Example \(\PageIndex{3}\): Angular Momentum About a Point along Central Axis for Circular Motion
A particle of mass m moves in a circle of radius R with angular velocity \(\vec{\omega}=\omega_{z} \hat{\mathbf{k}}, \omega_{z}>0\) about the z - axis in a plane parallel to but a distance h above the x-y plane (Figure 19.6). Find the magnitude and the direction of the angular momentum \(\overrightarrow{\mathbf{L}}_{s}\) relative to the point \(S\) (the origin).
Solution
The easiest way to calculate \(\overrightarrow{\mathbf{L}}_{s}\) is to use cylindrical coordinates. We begin by writing the two vectors \(\overrightarrow{\mathbf{r}}_{S} \text { and } \overrightarrow{\mathbf{p}}\) in polar coordinates. We start with the vector from point \(S\) (the origin) to the location of the moving object, \(\overrightarrow{\mathbf{r}}_{S}=R \hat{\mathbf{r}}+h \hat{\mathbf{k}}\). The momentum vector is tangent to the circular orbit so \(\overrightarrow{\mathbf{p}}=m \overrightarrow{\mathbf{v}}=m R \omega_{z} \hat{\mathbf{\theta}}\). Using the fact that \(\hat{\mathbf{r}} \times \hat{\boldsymbol{\theta}}=\hat{\mathbf{k}} \text { and } \hat{\mathbf{k}} \times \hat{\boldsymbol{\theta}}=-\hat{\mathbf{r}}\), the angular momentum about point \(S\) is
\[\overrightarrow{\mathbf{L}}_{s}=\overrightarrow{\mathbf{r}}_{S} \times \overrightarrow{\mathbf{p}}=(R \hat{\mathbf{r}}+h \hat{\mathbf{k}}) \times m R \omega_{z} \hat{\mathbf{\theta}}=m R^{2} \omega_{z} \hat{\mathbf{k}}-h m R \omega_{z} \hat{\mathbf{r}} \nonumber \]
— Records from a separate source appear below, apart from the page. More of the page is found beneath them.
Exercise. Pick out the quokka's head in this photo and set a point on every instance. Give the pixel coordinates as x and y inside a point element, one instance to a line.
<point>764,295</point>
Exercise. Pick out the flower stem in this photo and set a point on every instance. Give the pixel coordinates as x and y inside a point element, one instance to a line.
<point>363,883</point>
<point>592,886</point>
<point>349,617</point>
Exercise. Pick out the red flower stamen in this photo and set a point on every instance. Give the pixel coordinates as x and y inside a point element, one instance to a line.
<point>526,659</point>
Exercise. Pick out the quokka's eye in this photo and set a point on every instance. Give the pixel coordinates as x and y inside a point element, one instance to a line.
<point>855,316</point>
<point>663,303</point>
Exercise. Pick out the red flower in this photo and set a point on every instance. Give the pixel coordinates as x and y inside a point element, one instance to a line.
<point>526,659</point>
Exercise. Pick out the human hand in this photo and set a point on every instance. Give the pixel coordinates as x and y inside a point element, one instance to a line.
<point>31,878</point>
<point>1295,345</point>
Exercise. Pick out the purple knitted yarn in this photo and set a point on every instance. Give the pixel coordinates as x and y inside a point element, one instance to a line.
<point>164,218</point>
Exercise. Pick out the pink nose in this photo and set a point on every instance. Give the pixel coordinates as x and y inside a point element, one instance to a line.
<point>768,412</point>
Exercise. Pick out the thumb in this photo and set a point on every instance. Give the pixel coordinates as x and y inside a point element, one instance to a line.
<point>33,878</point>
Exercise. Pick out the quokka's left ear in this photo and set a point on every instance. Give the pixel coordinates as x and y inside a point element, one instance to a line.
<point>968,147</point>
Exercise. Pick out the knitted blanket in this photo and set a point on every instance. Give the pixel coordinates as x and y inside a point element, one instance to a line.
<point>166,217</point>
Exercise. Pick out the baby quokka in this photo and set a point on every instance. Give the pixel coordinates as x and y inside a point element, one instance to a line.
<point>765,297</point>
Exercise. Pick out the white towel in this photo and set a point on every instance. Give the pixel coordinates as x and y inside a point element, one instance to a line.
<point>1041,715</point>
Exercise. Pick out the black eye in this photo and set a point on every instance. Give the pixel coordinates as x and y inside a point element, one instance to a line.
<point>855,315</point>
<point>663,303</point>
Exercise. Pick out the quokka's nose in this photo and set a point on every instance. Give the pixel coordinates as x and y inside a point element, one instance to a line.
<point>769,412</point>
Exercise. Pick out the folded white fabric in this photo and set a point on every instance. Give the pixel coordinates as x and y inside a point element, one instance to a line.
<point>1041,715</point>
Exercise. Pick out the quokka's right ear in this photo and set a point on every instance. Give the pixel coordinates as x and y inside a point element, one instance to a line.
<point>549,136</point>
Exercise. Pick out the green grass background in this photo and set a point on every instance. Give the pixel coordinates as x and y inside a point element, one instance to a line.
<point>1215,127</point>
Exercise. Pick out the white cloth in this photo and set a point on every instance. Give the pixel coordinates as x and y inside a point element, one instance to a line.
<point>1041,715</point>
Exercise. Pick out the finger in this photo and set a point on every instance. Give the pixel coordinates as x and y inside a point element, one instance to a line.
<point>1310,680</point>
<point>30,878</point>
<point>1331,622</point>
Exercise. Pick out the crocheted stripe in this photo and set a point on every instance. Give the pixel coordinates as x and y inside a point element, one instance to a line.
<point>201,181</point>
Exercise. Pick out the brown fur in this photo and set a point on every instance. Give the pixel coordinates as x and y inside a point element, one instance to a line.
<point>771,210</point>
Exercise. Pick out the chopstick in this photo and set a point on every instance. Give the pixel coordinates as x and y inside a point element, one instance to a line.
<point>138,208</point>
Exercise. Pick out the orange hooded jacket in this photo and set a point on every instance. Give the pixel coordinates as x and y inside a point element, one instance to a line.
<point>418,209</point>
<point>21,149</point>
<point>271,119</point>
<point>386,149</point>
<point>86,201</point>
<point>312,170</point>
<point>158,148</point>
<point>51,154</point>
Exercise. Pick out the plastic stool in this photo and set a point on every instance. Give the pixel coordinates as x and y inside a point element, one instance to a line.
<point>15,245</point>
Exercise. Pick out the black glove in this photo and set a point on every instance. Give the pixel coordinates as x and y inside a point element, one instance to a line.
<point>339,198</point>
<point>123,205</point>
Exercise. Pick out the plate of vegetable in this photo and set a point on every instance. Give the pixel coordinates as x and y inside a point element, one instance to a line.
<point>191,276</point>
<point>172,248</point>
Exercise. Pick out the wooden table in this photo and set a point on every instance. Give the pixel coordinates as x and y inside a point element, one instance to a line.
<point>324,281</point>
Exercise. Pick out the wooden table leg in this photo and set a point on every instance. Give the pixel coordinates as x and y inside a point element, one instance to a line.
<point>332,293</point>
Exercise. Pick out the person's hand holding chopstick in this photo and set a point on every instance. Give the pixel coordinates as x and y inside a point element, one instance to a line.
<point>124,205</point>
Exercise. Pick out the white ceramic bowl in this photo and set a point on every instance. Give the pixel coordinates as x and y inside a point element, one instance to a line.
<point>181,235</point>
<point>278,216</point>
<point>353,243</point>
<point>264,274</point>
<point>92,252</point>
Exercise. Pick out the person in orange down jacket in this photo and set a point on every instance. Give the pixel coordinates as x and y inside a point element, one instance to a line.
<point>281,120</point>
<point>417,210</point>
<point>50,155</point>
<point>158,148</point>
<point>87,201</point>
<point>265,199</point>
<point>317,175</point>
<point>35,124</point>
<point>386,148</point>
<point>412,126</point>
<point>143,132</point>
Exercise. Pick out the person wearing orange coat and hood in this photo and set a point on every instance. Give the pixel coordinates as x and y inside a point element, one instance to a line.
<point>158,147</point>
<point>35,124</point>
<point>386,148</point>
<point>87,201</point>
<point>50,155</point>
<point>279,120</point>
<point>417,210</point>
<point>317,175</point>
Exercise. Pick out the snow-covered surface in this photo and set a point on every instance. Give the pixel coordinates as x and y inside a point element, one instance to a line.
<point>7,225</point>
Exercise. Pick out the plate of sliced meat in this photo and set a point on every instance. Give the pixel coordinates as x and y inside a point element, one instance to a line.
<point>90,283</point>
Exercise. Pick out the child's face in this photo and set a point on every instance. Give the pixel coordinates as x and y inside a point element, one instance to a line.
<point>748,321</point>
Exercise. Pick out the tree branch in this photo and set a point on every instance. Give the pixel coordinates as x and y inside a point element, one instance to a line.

The magnitude of \(\overrightarrow{\mathbf{L}}_{s}\) is given by
\[\left|\overrightarrow{\mathbf{L}}_{s}\right|=\left(\left(m R^{2} \omega_{z}\right)^{2}+\left(h m R \omega_{z}\right)^{2}\right)^{1 / 2}=m R \omega_{z}\left(h^{2}+R^{2}\right)^{1 / 2} \nonumber \]
The direction of \(\overrightarrow{\mathbf{L}}_{S}\) is given by (Figure 19.7)
\[-\frac{L_{S, z}}{L_{S, r}}=\frac{R}{h}=\tan \phi \nonumber \]
We also present a geometric argument. Suppose the particle has coordinates (x, y,h). The angular momentum about the origin is given by \(\overrightarrow{\mathbf{L}}_{s}=\overrightarrow{\mathbf{r}}_{S} \times \overrightarrow{\mathbf{p}}\). The vectors \(\overrightarrow{\mathbf{r}}_{S} \text { and } \overrightarrow{\mathbf{p}}\) are perpendicular to each other so the angular momentum is perpendicular to the plane formed by those two vectors. Recall that the speed \(v=R \omega_{z}\). Suppose the vector \(\overrightarrow{\mathbf{r}}_{S}\) forms an angle \(\phi\) with the z -axis. Then \(\overrightarrow{\mathbf{L}}_{s}\) forms an angle \(\phi\) with respect to the x − y plane as shown in the figure above. The magnitude of \(\overrightarrow{\mathbf{L}}_{S}\) is
\[\left|\overrightarrow{\mathbf{L}}_{s}\right|=\left|\overrightarrow{\mathbf{r}}_{s}\right| m|\overrightarrow{\mathbf{v}}|=\left(h^{2}+R^{2}\right)^{1 / 2} m R \omega_{z} \nonumber \]
The magnitude of \(\overrightarrow{\mathbf{L}}_{s}\) is constant, but its direction is changing as the particle moves in a circular orbit about the z -axis, sweeping out a cone as shown in Figure 19.8. We draw the vector \(\overrightarrow{\mathbf{L}}_{S}\) at the origin because it is defined at that point.
The important point to keep in mind regarding this calculation is that for any point along the z -axis not at the center of the circular orbit of a single particle, the angular momentum about that point does not point along the z -axis but it is has a non-zero component in the x − y plane (or in the \(-\hat{\mathbf{r}}\) direction if you use polar coordinates). The z -component of the angular momentum about any point along the z -axis is independent of the location of that point along the axis.